Mind the Gap
The Gap between prison and the “real world” beyond the gates can be very daunting for inmates nearing release. Many are more fearful of The Gap than they are of life inside prison. The Gap is a dark, blank space between a past that they never want to go back to and a future that seems beyond their reach.
On average, 46% of all inmates return to prison within two years of their release (termed “recidivism”). Consistently high recidivism rates, throughout the country (and throughout the world) point to the difficulty of crossing The Gap.
In Tasmania, Prison Fellowship Australia is involved in a unique partnership to prepare inmates for The Gap. Prison Fellowship’s volunteers partner with Onesimus Foundation to facilitate a six week course for inmates, called Inside Out.
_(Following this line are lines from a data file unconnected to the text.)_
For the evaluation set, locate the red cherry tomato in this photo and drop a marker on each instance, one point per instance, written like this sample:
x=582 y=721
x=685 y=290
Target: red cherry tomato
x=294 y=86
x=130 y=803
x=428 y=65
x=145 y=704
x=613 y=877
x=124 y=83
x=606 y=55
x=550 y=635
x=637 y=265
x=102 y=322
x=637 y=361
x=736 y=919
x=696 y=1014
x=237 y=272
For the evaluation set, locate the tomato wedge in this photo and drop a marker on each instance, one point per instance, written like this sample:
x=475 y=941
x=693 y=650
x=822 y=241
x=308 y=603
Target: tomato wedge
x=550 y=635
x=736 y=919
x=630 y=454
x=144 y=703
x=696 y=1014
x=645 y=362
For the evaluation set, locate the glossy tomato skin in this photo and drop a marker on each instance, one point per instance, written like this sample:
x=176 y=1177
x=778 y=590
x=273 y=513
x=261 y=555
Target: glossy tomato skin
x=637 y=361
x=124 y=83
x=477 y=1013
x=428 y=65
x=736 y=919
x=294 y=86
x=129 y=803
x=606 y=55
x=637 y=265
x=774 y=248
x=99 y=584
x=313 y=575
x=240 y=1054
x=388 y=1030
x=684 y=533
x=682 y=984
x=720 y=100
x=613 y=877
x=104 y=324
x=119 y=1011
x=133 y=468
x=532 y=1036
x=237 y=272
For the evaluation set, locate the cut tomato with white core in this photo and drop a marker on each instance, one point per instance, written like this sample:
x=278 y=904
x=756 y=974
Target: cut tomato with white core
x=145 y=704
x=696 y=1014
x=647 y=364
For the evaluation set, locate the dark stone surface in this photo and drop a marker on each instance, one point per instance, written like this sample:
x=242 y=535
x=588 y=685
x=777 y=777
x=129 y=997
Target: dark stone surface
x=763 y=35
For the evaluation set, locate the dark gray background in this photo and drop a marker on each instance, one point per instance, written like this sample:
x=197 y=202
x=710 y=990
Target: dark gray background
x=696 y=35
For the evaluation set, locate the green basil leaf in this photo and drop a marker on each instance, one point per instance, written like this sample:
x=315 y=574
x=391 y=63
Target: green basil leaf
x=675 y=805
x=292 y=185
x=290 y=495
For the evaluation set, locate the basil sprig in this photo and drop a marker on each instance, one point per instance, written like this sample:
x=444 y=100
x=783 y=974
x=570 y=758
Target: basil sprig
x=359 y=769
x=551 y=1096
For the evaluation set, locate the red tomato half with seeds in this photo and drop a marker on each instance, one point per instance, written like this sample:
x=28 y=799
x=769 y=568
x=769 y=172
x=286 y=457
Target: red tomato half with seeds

Onesimus Foundation grew out of the Christian Family Centre, a church located next door to Risdon Prison. The foundation works primarily with offenders and their families and provides a range of services that complement the work of Prison Fellowship (and vice versa). The Inside Out course takes inmates on a step-by-step restoration process based on individual engagement. The course was written by Tony Carter, who volunteers with both Onesimus Foundation and Prison Fellowship and is a member of the CFC church.
Upon graduating from Inside Out, inmates are invited to meet regularly with a mentor – including after their release. Sam successfully negotiated The Gap before the course was available, having served a 21-year sentence. He is made of strong stuff, but openly admits that, after his release, “There were times when I sat down and cried, because it was all too hard.” Sam now urges inmates to find a mentor to support them on their journey through The Gap. He promotes Inside Out because it helps inmates to “get real” about the difficulties that lie ahead of them and to see the benefit of talking through the issues with a mentor who they trust.
Prison Fellowship’s partnership with Onesimus Foundation brings together volunteers from both sides of The Gap – some working predominantly on the inside (with current prisoners) and others working mostly on the outside with ex-inmates and with families.
The setting for the course is special. It is held in a low security facility, representing a significant level of trust in the participants by prison management. Participation is a privilege, and this alone elicits a positive response from the inmates. Each week, participants share a home cooked meal with the facilitators. They then spend the afternoon discussing their plans to journey through The Gap. Personal testimonies, written reflections and practical exercises fuel the discussion – most of which takes place in small groups.
You will not be surprised to learn that not all participants experience the complete recovery that we might all hope for, and that not all graduates have been able to negotiate The Gap successfully. The good news is that this partnership, utilising Prison Fellowship volunteers, good food, good fellowship and “real life” discussions have combined to change the lives of many inmates who have now been able to “reclaim the second half of their lives” – as Sam has done.